Enseigner consiste à aider les élèves à transformer leurs concepts spontanés en concepts plus
élaborés et le langage pour dire ces concepts élaborés s'appuie sur des concepts seconds.
L'apprentissage est étroitement lié aux usages langagiers.
A quelle discipline appartiennent, au final, les discours disciplinaires ? Forcément aux disciplines
elles-mêmes, d'autant que celles-ci évoluent.
Atelier 2
Les disciplines sont bien des constructions sociales. Mais elles sont aussi reconfigurées par les
élèves eux-mêmes et co-construites en classe. Qu'y a-t-il de commun entre l'enseignement de la
gymnastique des années 60 et ce qui existe aujourd'hui ?
L'EP a longtemps été, dans les textes et les instructions, une discipline militaire, voire hygiéniste,
bref utilitaire, y compris quand la psychomotricité est apparue. Puis on a assujetti l'EP à participer
au développement individuel et à la formation de compétences individuelles et sociales. L'histoire
de la discipline montre qu'effectivement elle est pilotée par des groupes (inspecteurs, universitaires,
formateurs..) mais qu'elle est aussi re-contextualisée par les acteurs, ce qui n'est généralement pas
pris en compte.
Il est donc important de réfléchir à ce qui traverse les pratiques.
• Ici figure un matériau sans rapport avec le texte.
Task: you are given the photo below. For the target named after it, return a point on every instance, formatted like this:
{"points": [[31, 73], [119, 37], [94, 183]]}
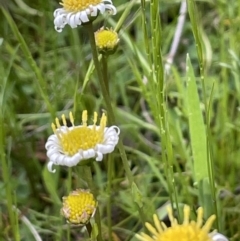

Quelles sont les déconvenues, en
tant que syndicaliste ou militant pédagogique, que nous rencontrons ?
La journée s'est terminée par une mise en commun des deux ateliers qu'il est impossible de résumer
ici. Disons que les représentations des disciplines, celles de l'apprentissage, le rôle de la langue font
débat.
Les disciplines sont-elles responsables de l'échec ? Comment les mettre en cohérence ? Ce sera le
thème du prochain séminaire.
Rendez-vous mercredi 8 avril de 10h00 à 16h30, dans les locaux du Snep-FSU.